Last year, the Aleutians East borough started using a hovercraft to get people to and from the airport. But borough manager Rick Gifford says the vessel’s expenses have gotten out of hand.

Gifford: "Most of the crew is brought up from Seattle. It’s four or five people at a time that have to be on the hovercraft. It was costing the borough over $3 million a year, and it’s just not sustainable."

He’s hoping to cut those costs by replacing the hovercraft with a helicopter. The borough is going to lease the aircraft from a company in Homer.

Gifford: "It looks like could save upwards of a million dollars and maybe more depending on how it goes."

Marty Robbins is the general manager of HoverLink, the Seattle company that’s managed the hovercraft for the borough. He says the partnership is ending on good terms, and he’s happy with the service they’ve provided.

Robbins says the hovercraft has been able to operate about 70 percent of the time since it started running.

Robbins: "And that’s, you know, about what we thought it would be going into it, was we would have that sort of weather and sea condition limitations."

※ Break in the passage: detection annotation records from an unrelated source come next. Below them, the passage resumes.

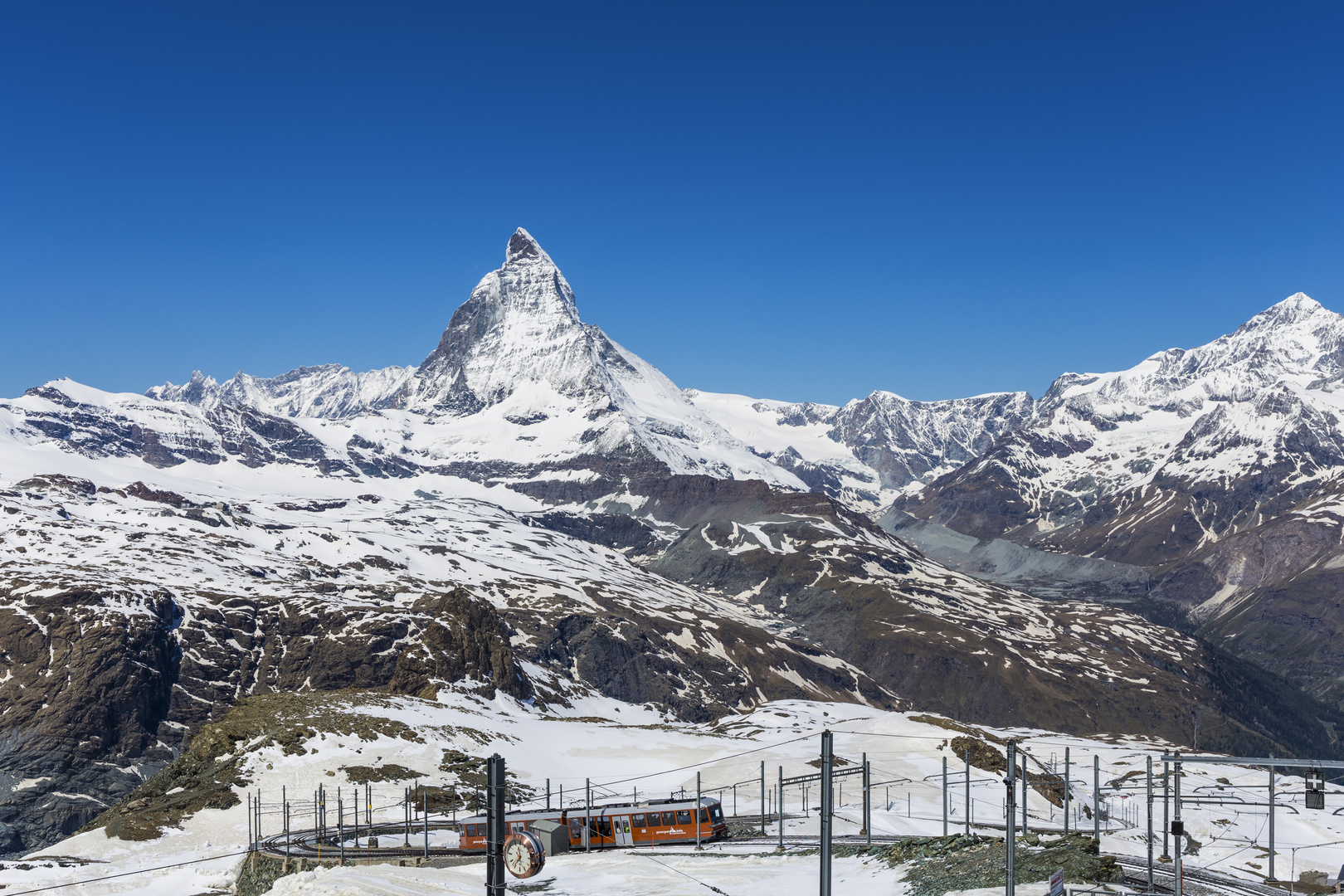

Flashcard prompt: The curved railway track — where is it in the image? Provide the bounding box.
[258,822,1283,896]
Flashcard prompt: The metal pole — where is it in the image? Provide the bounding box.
[1264,757,1274,880]
[1147,757,1153,894]
[1093,757,1101,842]
[821,731,835,896]
[965,747,971,837]
[1064,747,1069,837]
[942,757,947,837]
[1162,762,1172,861]
[863,753,872,846]
[695,772,700,849]
[1004,740,1017,896]
[1021,750,1030,837]
[1172,752,1186,896]
[486,753,508,896]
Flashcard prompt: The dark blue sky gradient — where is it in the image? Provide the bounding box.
[0,0,1344,403]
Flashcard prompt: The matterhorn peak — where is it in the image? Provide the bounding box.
[504,227,555,265]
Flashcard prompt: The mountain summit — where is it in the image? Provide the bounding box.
[147,227,806,492]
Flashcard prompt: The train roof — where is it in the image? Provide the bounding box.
[458,796,719,825]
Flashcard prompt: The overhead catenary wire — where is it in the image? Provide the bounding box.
[5,849,250,896]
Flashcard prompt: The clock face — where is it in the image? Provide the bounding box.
[504,842,533,876]
[504,831,546,877]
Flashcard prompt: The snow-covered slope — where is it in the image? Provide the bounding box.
[685,390,1034,512]
[10,689,1344,896]
[141,228,806,489]
[10,230,1344,859]
[906,293,1344,568]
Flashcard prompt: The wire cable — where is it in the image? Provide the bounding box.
[629,849,728,896]
[5,849,250,896]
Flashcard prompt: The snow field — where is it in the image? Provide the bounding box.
[7,690,1344,896]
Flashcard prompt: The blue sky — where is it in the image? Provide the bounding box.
[0,0,1344,403]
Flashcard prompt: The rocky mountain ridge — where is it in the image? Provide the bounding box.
[0,230,1344,852]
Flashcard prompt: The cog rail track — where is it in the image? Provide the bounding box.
[258,822,1283,896]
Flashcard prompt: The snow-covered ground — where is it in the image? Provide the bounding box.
[0,692,1344,896]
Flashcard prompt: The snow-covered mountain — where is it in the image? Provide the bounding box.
[0,230,1344,859]
[140,228,806,495]
[685,390,1034,510]
[906,293,1344,572]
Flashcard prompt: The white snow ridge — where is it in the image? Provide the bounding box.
[0,228,1344,896]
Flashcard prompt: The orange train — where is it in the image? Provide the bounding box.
[458,796,728,852]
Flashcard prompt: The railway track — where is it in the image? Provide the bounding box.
[1116,855,1283,896]
[258,822,1283,896]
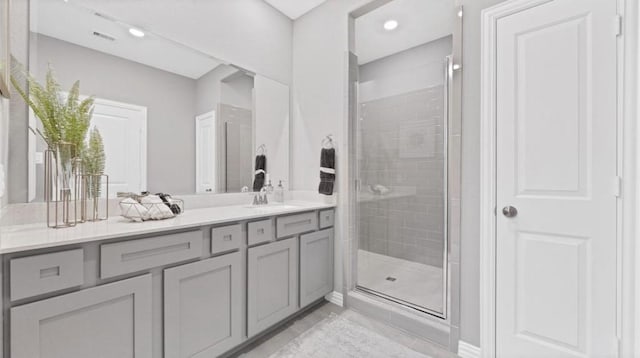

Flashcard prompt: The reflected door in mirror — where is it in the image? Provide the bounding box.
[196,111,216,193]
[91,99,147,197]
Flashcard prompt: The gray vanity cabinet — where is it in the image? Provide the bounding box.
[164,252,244,358]
[247,238,298,337]
[10,275,152,358]
[300,229,333,307]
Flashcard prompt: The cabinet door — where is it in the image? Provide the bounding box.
[10,275,151,358]
[247,238,298,337]
[300,229,333,307]
[164,252,244,358]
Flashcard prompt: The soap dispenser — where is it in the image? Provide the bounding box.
[274,180,284,203]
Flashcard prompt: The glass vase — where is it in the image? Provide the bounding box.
[45,142,78,228]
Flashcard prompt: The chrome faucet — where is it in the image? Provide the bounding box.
[253,186,269,205]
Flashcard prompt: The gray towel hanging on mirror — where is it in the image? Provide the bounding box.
[318,148,336,195]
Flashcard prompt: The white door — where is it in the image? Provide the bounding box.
[91,99,147,198]
[196,111,216,193]
[496,0,617,357]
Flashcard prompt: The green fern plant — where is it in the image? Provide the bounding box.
[11,66,94,158]
[82,128,105,198]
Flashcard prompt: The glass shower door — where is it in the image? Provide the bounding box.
[354,0,456,317]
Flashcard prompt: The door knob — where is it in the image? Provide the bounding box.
[502,206,518,218]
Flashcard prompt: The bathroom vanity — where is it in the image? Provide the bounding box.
[0,202,334,358]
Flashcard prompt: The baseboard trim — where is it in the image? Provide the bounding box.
[458,341,480,358]
[324,291,344,307]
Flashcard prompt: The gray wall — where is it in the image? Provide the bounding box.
[30,34,196,194]
[196,66,238,115]
[7,1,29,203]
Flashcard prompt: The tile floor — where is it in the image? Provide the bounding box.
[232,302,457,358]
[358,250,444,312]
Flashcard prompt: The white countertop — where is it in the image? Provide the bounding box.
[0,201,334,254]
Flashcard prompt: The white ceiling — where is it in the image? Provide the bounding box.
[355,0,456,64]
[264,0,327,20]
[31,0,220,79]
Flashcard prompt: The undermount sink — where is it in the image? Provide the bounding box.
[245,203,299,210]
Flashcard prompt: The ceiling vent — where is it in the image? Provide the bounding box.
[93,31,116,41]
[93,12,116,21]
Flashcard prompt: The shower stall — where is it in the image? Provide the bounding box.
[347,0,462,346]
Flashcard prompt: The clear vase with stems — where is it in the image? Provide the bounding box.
[45,142,79,228]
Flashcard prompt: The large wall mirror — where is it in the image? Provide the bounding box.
[11,0,289,201]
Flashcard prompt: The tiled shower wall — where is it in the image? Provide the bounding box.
[358,85,445,267]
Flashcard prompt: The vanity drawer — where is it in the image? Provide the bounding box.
[10,249,84,301]
[100,230,202,278]
[320,209,334,229]
[247,219,273,246]
[211,224,242,254]
[276,212,318,238]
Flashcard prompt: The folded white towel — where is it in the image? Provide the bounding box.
[140,195,175,220]
[120,198,149,222]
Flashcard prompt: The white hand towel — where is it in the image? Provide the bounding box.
[140,195,175,220]
[120,198,149,222]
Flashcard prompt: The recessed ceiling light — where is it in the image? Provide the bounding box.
[384,20,398,31]
[129,27,144,37]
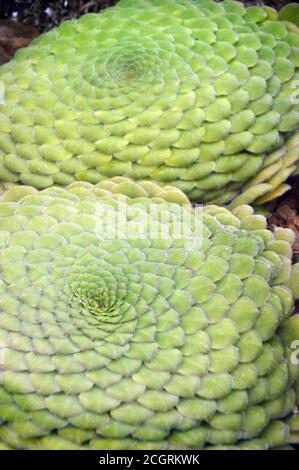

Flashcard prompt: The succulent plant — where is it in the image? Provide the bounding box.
[0,0,299,204]
[0,177,299,449]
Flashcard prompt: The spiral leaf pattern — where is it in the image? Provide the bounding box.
[0,0,299,204]
[0,178,298,450]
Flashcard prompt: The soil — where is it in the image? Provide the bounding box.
[0,0,299,286]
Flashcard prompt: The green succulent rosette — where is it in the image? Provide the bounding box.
[0,0,299,205]
[0,178,298,450]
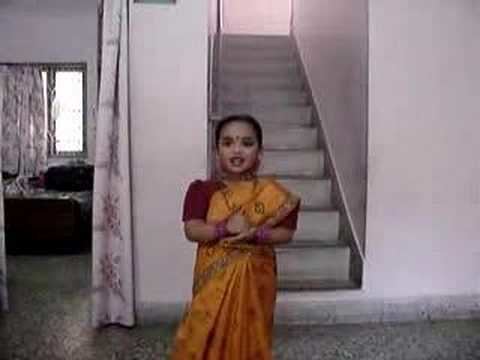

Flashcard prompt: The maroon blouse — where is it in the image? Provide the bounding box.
[182,180,300,230]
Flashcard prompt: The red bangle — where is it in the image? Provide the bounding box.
[255,225,272,242]
[215,221,229,240]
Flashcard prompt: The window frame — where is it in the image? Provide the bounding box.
[40,62,88,159]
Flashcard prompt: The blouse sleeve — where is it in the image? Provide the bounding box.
[278,202,300,230]
[182,180,209,221]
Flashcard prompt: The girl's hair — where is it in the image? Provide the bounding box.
[215,114,263,149]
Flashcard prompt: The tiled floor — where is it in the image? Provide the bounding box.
[0,255,480,360]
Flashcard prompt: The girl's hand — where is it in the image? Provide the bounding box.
[221,228,256,245]
[226,213,250,235]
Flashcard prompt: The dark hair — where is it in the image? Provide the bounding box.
[215,114,263,149]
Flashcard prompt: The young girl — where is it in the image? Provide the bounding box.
[172,115,300,360]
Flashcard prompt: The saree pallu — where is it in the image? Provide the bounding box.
[171,179,299,360]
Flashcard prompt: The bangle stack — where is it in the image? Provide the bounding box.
[215,221,230,241]
[255,225,272,243]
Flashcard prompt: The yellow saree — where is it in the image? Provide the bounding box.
[171,179,299,360]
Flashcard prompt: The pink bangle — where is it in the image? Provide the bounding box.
[215,221,229,240]
[255,225,272,242]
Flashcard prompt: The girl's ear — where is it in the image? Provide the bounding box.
[254,150,263,172]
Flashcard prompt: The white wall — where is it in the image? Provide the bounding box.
[0,0,98,160]
[366,0,480,296]
[223,0,291,35]
[282,0,480,302]
[130,0,209,308]
[292,0,368,248]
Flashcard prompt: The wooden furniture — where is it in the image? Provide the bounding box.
[5,196,91,254]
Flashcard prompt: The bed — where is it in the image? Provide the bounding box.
[4,166,93,255]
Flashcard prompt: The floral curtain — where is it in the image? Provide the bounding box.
[0,72,8,311]
[92,0,135,327]
[0,65,47,177]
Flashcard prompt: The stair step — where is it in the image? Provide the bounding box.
[276,245,350,283]
[221,45,297,62]
[263,125,318,150]
[259,150,324,177]
[222,35,293,49]
[222,104,312,126]
[293,211,340,243]
[220,62,300,78]
[278,179,332,208]
[220,74,303,91]
[277,277,358,291]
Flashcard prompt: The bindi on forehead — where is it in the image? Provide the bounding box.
[222,135,255,141]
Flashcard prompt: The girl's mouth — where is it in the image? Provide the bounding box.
[230,156,245,167]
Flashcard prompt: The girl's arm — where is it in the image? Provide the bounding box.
[222,226,295,245]
[183,219,217,243]
[256,226,295,245]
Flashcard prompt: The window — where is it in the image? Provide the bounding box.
[41,64,87,157]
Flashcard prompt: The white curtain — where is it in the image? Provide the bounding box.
[0,73,8,311]
[92,0,135,327]
[0,65,47,177]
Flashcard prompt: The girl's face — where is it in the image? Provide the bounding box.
[217,121,262,176]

Gifford says the helicopter will definitely have days where bad weather keeps it grounded, too. But he’s hoping those will coincide with closures and groundings at the airport.

That hasn’t been the case with the hovercraft.

Gifford: "There were days when the airplane could come over and the hovercraft couldn’t operate because of sea conditions. And there were days when it was foggy and the hovercraft could run and the airplane couldn’t run. But with the helicopter, it’ll be more consistent with what the airplane can do."

The helicopter only holds six passengers, as compared to 40 on the hovercraft. Gifford says they’ll make up the difference in speed. It takes the helicopter six minutes to get to Akun, while the hovercraft took 30 or 40 minutes.

The helicopter does have weight limitations, and it won’t be able to haul fuel or vehicles like the hovercraft could. Akutan’s mayor Joe Bereskin says they’re still deciding what to do about that.

But Gifford says the rest of the service should stay the same. That includes the fees that passengers will have to pay to get to the airport. A one-way ticket will still be $100.

Gifford says even the helicopter isn’t a permanent solution. Eventually, they’d like to return to the water to connect Akutan to its airport.

Gifford: "We feel the ultimate solution is that someday we need to have a dock and a breakwater on the Akun Island where the airport is, and then run a conventional vessel back and forth."

That could take three to five years to set up -- to say nothing of funding. Meanwhile, the helicopter is due to start flying alongside the hovercraft in February.

They’ll overlap service for about two weeks before the hovercraft goes into storage, and the helicopter becomes a full-time airport taxi.


Works In Alaska on Wednesday, December 11 2013:

This whole "Airport to nowhere" is just wrong. $70 million to build, $100 just to get off the airport, and no plan for the future. For this amount, one has to ask the question "Who benefitted from this money?" Besides Kiewit construction that is. For This kind of money, a carrier could have bought DOZENS of Cessna Caravans on floats, and utilized the existing seaplane ramp at Akutan, and the airport at Dutch Harbor. Dutch might have been able to be upgraded to an IFR airport too. Gotta love Alaska. Run by grants, money, and no common sense.

James Mason on Tuesday, December 10 2013:

Eventually they'll figure out they need some sort of utility boat with a crane. I'd be curious to know if big Alaska Airlines jets can get in and out of Akun easily.